I am one of many websleuthers working to try and do everything we can to locate him.  We are posting on these RV Forums in the hopes that maybe an RVer has seen him or his momma.  Please see the link for pictures of him and his mother.http://www.bringerikhome.com/The Abductors.htm.  Also, see the link for pictures of the motor home:
http://www.bringerikhome.com/old_motor_home.htm.

He is so little and he needs your help, have you seen them?  Please take a minute to view his picture, read his story and offer your assistance if you have seen them please call in the authorities.


----------



## SnowbirdInFlight (Oct 13, 2005)

Missing Child-Erik Buran kidnapped in a Class C Mo

This is so sad and my heart really goes out to you. I pray you find your son soon and unharmed. We will be headed to Texas mid-December and will be sure to keep a look out for anything that looks close to this RV. I have bookmarked your page and will memorize your son's face. God be with you and bless you. I pray you find him soon.


----------



## choochoomomma (Oct 13, 2005)

Missing Child-Erik Buran kidnapped in a Class C Mo

Thank you so much, please keep your eyes peeled for him.


----------



## choochoomomma (Oct 13, 2005)

Missing Child-Erik Buran kidnapped in a Class C Mo

quote:_Originally posted by choochoomomma_

Erik Buran is only 4 years old and he was kidnapped by his drug-addicted, violent non-custodial mother and her druggie boyfriend in April 2005.  They fled in a class C Motorhome after kidnapping Erik.  Please see: http://www.bringerikhome.com/ for details. 
I am one of many websleuthers working to try and do everything we can to locate him.  We are posting on these RV Forums in the hopes that maybe an RVer has seen him or his momma.  Please see the link for pictures of him and his mother.http://www.bringerikhome.com/The Abductors.htm  Also, see the link for pictures of the motor home:
http://www.bringerikhome.com/old_motor_home.htm

I corrected the links they should work now.

He is so little and he needs your help, have you seen them?  Please take a minute to view his picture, read his story and offer your assistance if you have seen them please call in the authorities.


----------



## mking (Oct 14, 2005)

Missing Child-Erik Buran kidnapped in a Class C Mo

Sorry to hear about your boy.We also will keep a lookout over here in the southeast of North and South Carolina.I hope you find him.


----------



## choochoomomma (Oct 16, 2005)

Missing Child-Erik Buran kidnapped in a Class C Mo

Thank you mking.  There was a rumor sighting that he was in myrtle beach, please be on the look out for him, print out his poster at http://www.bringerikhome.com/ and take it with you.  Thank you thank you.


----------



## 1whocares (Oct 19, 2005)

Missing Child-Erik Buran kidnapped in a Class C Mo

Sorry to hear about this.
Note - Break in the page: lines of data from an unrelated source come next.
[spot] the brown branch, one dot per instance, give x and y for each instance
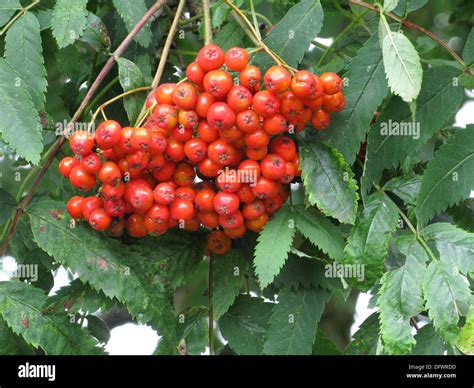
(211, 310)
(418, 28)
(57, 145)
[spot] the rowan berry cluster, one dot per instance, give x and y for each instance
(212, 153)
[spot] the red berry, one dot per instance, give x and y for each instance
(210, 57)
(74, 207)
(66, 165)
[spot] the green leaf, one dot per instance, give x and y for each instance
(294, 321)
(69, 21)
(323, 346)
(368, 241)
(406, 187)
(21, 307)
(228, 276)
(365, 340)
(24, 52)
(401, 297)
(468, 52)
(447, 296)
(448, 178)
(305, 272)
(98, 328)
(274, 242)
(107, 265)
(366, 90)
(7, 9)
(389, 5)
(455, 246)
(387, 150)
(292, 35)
(195, 331)
(229, 36)
(8, 204)
(80, 297)
(12, 344)
(131, 78)
(402, 66)
(410, 5)
(428, 342)
(245, 325)
(465, 340)
(320, 231)
(329, 181)
(19, 121)
(131, 11)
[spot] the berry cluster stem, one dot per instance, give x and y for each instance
(58, 144)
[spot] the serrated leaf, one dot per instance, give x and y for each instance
(323, 346)
(402, 66)
(273, 245)
(387, 151)
(320, 231)
(69, 21)
(401, 297)
(364, 93)
(365, 339)
(131, 77)
(468, 52)
(455, 246)
(228, 273)
(329, 181)
(106, 265)
(7, 9)
(305, 272)
(24, 52)
(245, 324)
(131, 11)
(21, 307)
(292, 35)
(447, 295)
(389, 5)
(19, 121)
(98, 328)
(194, 331)
(368, 241)
(465, 340)
(8, 204)
(78, 296)
(294, 321)
(12, 344)
(428, 342)
(406, 187)
(229, 36)
(448, 178)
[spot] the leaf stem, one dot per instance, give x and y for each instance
(418, 28)
(255, 22)
(112, 100)
(17, 16)
(417, 235)
(207, 22)
(58, 144)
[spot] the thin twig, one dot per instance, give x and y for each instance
(57, 145)
(17, 16)
(416, 27)
(210, 309)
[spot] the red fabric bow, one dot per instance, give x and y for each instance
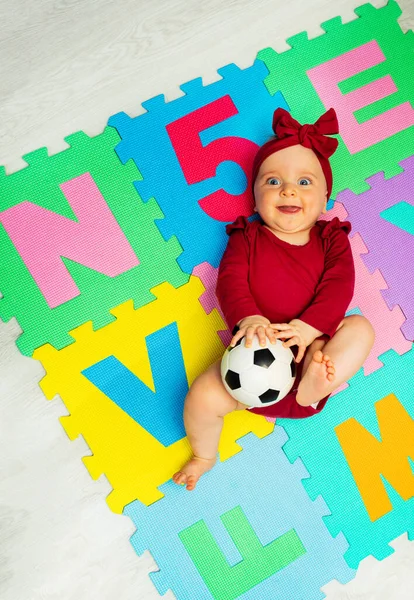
(310, 136)
(290, 132)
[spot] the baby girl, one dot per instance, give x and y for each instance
(286, 276)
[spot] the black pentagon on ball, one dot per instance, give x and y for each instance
(263, 358)
(269, 396)
(232, 380)
(230, 348)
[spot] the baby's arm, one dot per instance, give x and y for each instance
(335, 289)
(233, 290)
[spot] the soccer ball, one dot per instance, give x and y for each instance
(258, 376)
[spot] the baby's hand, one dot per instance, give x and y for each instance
(256, 324)
(294, 332)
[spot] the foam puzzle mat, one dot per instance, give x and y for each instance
(110, 267)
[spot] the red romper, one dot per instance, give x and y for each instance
(260, 274)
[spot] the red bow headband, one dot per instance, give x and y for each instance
(290, 132)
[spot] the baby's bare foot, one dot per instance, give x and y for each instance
(192, 471)
(317, 380)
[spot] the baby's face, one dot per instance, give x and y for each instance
(291, 177)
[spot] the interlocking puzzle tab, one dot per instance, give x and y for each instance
(370, 488)
(385, 231)
(133, 428)
(205, 141)
(238, 534)
(361, 68)
(76, 240)
(368, 299)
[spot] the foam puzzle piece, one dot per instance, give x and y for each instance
(89, 169)
(368, 299)
(208, 275)
(159, 411)
(391, 246)
(134, 461)
(372, 104)
(248, 531)
(375, 578)
(359, 452)
(205, 141)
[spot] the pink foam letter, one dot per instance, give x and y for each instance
(358, 136)
(42, 237)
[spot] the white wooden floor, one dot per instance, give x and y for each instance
(68, 65)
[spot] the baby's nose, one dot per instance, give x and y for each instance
(289, 190)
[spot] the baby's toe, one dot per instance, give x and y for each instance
(191, 481)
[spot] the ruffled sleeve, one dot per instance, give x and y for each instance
(233, 290)
(335, 289)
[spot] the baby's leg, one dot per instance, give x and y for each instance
(329, 365)
(206, 404)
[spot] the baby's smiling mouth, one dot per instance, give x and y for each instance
(290, 209)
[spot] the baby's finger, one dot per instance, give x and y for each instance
(280, 325)
(285, 334)
(301, 353)
(261, 334)
(249, 335)
(237, 337)
(294, 341)
(271, 334)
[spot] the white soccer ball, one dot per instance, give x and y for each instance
(258, 376)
I work for a major rv dealership and would like to post the pictures of Erik and the RV, however the link site we were sent does not open. Can someone help me in this area or email me the info to  tford@suncoastrv.com We have 20 locaations all over and wolud like to do what we can to help.


----------



## choochoomomma (Oct 20, 2005)

Missing Child-Erik Buran kidnapped in a Class C Mo

I e-mailed the info to you 1whocares.  The info is at:

http://www.bringerikhome.com

Thank you very much for getting the word out. We have yet to get any leads on his whereabouts and he has been missing over 180 days now.


----------



## choochoomomma (Dec 6, 2005)

Missing Child-Erik Buran kidnapped in a Class C Mo

Erik Buran has been located!!!! On Thanksgiving his abductor mother turned herself in and Erik over to Social Services.  He has since been reunited with his father, what a happy ending!!!!
His mother sits in jail on kidnapping charges.  Erik and his dad are once again together and Erik is adjusting well.  Rescued at last!


----------



## C Nash (Dec 6, 2005)

Missing Child-Erik Buran kidnapped in a Class C Mo

Erik and his Dad really have more to be thankfull for on Thanksgivinging now :approve: 
Great news and thanks for the follow up.


----------



## C Nash (Dec 6, 2005)

Missing Child-Erik Buran kidnapped in a Class C Mo

Erik and his Dad really have more to be thankfull for on Thanksgiving now :approve: 
Great news and thanks for the follow up.


----------